RAG Agriculture Knowledge Assistant

RAG Agriculture Knowledge Assistant

A smart document retrieval system that converts agricultural documents into an interactive form for building an intelligence base. The retrieval-augmented generation system is used to ask the system any question the users wish to know with the answer being referenced and accurate.

Overview

Eigen Field Dashboard

Eigen Field Chat

Key Features

Document Upload/Indexing: Automatically indexes PDF files, cleans text using PyMuPDF, and generates vector representations for semantic searching.
Natural Language Queries: Ask questions in natural, everyday language and receive answers that take context into consideration.
Source Attribution: Each answer contains references to the source documents, making them traceable and verifiable.
Vector Similarity Search: Based on ChromaDB for efficient semantic document searches by meaning, not keyword.
Integration of LLM: Using Ollama for local inference with Qwen2:1.5B, preserving privacy and avoiding API charges.
Document Management: See, list, and delete indexed documents via a clean API.

Technical Architecture

Backend: FastAPI with async support.
Vector Database: ChromaDB for persistent embedding storage.
Embeddings: Default ChromaDB embedding function.
LLM: Ollama (local inference) with Qwen2:1.5B.
Document Processing: PyMuPDF (fitz) for text extraction, LangChain for recursive chunking.
Containerization: Docker + Docker Compose managed via Makefile.

System Performance

Fast Indexing: Processes complex PDFs quickly using high-performance C-based extraction (fitz).
Sub-second Retrieval: Retrieves relevant context chunks in <100ms via vector search.
Streaming Responses: Real-time token generation for a smooth user experience.
Scalable Storage: Persistent vector database ensures knowledge remains available across restarts.

Installation & Setup

The project is fully containerized.
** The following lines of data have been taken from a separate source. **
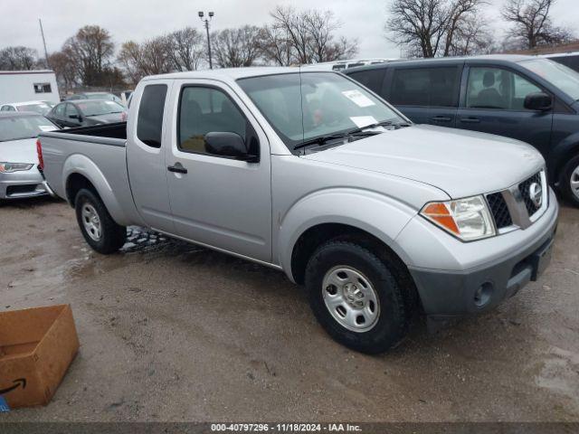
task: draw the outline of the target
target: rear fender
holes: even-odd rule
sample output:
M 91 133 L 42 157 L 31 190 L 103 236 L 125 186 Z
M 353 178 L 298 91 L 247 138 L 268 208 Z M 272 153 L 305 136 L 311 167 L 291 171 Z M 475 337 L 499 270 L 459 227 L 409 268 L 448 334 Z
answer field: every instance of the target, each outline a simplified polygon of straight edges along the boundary
M 81 154 L 73 154 L 66 159 L 62 166 L 63 192 L 67 191 L 67 184 L 72 174 L 81 175 L 92 184 L 107 207 L 109 213 L 118 224 L 123 226 L 130 224 L 130 219 L 123 211 L 107 178 L 92 160 Z M 74 200 L 73 197 L 67 197 L 66 199 L 69 203 L 71 203 Z

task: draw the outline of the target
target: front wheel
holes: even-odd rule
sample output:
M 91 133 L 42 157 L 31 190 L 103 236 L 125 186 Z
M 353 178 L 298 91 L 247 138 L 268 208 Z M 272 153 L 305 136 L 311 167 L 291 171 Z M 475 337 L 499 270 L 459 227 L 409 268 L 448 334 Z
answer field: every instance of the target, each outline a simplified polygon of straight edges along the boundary
M 81 190 L 74 200 L 76 219 L 89 245 L 103 255 L 113 253 L 127 241 L 127 228 L 112 220 L 100 198 Z
M 405 336 L 412 316 L 411 288 L 385 263 L 355 242 L 330 241 L 312 255 L 306 288 L 314 315 L 340 344 L 378 354 Z
M 561 189 L 565 197 L 575 206 L 579 206 L 579 156 L 575 156 L 565 165 L 561 174 Z

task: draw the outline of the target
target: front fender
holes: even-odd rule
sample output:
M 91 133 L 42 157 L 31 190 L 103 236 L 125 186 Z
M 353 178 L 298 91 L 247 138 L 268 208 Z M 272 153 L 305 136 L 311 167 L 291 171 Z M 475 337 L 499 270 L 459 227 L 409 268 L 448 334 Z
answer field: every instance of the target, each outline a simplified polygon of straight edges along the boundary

Use the provided Makefile to manage the application:

# Build and start the entire stack (Ollama, Backend, Frontend)
make

# Stop all services
make down

# View live logs
make logs

API Endpoints

POST /upload # Upload and index PDF documents

GET /documents # List all indexed documents

DELETE /documents/{filename} # Remove document from knowledge base

POST /chat?query=… # Ask questions and get answers

POST /search?query=… # Vector search without LLM generation

Use Cases

Agricultural Research: Query farming best practices, crop disease information, and irrigation guidelines
Knowledge Management: Convert static document libraries into interactive Q&A systems
Decision Support: Get quick answers from policy documents, regulations, and technical manuals
Educational Tools: Create study assistants from textbooks and research papers

Technical Highlights

Recursive Chunking: Uses a 1500-character window to preserve semantic meaning better than fixed-size blocks.
Source-Grounded Responses: LLM is constrained to answer only from provided context, preventing hallucinations
Containerized Orchestration: Seamless deployment of AI, Backend, and Frontend services using Docker.
Local Data Privacy: Entire pipeline runs locally; no data ever leaves your machine.

Project Learnings

This project demonstrates expertise in:

Information Retrieval: Vector embeddings, semantic search, and similarity metrics
NLP Engineering: Text preprocessing, chunking strategies, and prompt engineering
System Design: Building production-ready APIs with proper error handling and validation
AI/ML Integration: Combining multiple AI components (embeddings, vector DBs, LLMs) into a cohesive system

Future Enhancements

Multi-modal support (images, tables from PDFs)
Conversational memory for follow-up questions
Batch document processing
Advanced filtering (by date, document type, custom metadata)

This project showcases the practical application of RAG architecture for domain-specific knowledge extraction, demonstrating how modern AI can make large document collections instantly queryable.